Is this just a blip on the radar or a sign of worse things to come?

ING Direct, a subsidiary of the Dutch financial group, is to take over the customers and insured deposits of NetBank, an online lender with $2.5bn (£1.2bn) in assets that was shut down on Friday by the US government following losses on subprime mortgages and other loans.

The closure marks the largest US bank failure since the end of the savings and loan crisis in the early 1990s.

It also underscores the ongoing impact of the US mortgage crisis, which has destabilised banks around the world, including Northern Rock in the UK.

ING said it would take on about $1.5bn in deposits insured by the Federal Deposit Insurance Corporation. It said it had paid about $15m to acquire the deposits. ING will also acquire $724m in assets from NetBank, which filed for bankruptcy protection.

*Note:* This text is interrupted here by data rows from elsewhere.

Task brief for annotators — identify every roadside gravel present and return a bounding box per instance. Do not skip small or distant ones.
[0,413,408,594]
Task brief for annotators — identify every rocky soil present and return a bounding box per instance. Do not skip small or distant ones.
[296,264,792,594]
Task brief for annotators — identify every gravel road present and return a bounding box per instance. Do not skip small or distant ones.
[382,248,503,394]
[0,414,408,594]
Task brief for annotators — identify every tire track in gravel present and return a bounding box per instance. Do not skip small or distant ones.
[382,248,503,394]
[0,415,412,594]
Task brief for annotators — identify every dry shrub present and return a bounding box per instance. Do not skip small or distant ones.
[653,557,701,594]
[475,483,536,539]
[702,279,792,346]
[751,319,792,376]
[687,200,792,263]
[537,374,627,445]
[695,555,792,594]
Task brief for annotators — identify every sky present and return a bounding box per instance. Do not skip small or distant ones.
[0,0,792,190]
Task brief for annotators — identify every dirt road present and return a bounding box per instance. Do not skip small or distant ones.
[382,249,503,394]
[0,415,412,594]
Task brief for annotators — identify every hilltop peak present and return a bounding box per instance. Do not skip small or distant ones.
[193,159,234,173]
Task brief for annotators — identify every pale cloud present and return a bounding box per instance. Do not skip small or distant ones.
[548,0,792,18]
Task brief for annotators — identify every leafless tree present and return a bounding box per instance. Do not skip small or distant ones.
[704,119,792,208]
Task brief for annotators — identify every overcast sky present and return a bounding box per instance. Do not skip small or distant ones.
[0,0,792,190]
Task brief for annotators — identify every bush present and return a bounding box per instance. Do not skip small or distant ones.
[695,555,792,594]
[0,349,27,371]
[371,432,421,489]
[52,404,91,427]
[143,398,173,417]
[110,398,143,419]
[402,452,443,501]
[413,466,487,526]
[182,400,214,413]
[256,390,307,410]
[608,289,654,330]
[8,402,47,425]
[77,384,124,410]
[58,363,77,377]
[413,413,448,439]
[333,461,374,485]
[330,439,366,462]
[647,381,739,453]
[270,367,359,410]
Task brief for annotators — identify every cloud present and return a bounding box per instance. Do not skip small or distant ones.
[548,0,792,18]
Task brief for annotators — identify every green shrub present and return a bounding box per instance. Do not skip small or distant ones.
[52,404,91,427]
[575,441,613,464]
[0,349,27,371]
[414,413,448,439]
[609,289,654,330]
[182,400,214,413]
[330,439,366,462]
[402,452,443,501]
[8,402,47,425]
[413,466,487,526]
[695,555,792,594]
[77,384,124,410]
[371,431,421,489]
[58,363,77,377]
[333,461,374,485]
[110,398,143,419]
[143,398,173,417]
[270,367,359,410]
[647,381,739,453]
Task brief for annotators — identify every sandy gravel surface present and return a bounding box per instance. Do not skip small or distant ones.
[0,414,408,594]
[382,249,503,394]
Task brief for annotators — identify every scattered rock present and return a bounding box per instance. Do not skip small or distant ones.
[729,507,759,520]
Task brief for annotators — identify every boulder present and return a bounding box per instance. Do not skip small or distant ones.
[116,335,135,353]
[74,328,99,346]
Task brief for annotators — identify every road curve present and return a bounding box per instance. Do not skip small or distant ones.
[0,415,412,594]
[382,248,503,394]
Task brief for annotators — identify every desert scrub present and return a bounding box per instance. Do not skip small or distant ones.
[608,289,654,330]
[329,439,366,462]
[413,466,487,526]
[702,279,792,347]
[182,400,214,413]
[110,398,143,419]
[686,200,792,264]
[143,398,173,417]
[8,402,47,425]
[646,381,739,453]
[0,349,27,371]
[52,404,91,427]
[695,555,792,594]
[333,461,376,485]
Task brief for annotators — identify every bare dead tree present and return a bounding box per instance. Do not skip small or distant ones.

Arkadi Kuhlmann, ING Direct chief executive, said in an interview that ING stepped in partly to insure continued consumer confidence in companies such as his and NetBank that conduct all their banking business online and do not operate branches.

“This is all about confidence in the market,” he said. “Since we are the largest direct bank we were very pleased to assist and help out and hopefully take on these customers who will continue to do business on the Internet.”

First the run on Countrywide Bank, then the Northern Rock run, now the failure of Netbank.

The shills want you to think the credit crisis and subprime mortgage mess fall-out is over and you should go on with business as usual.

But I get the feeling that there will be more bank failures before this whole thing is over.

Too much money was lent out to people with no jobs, no income and no assets (NINJA's!!!) or to people in over there heads for this to be over already.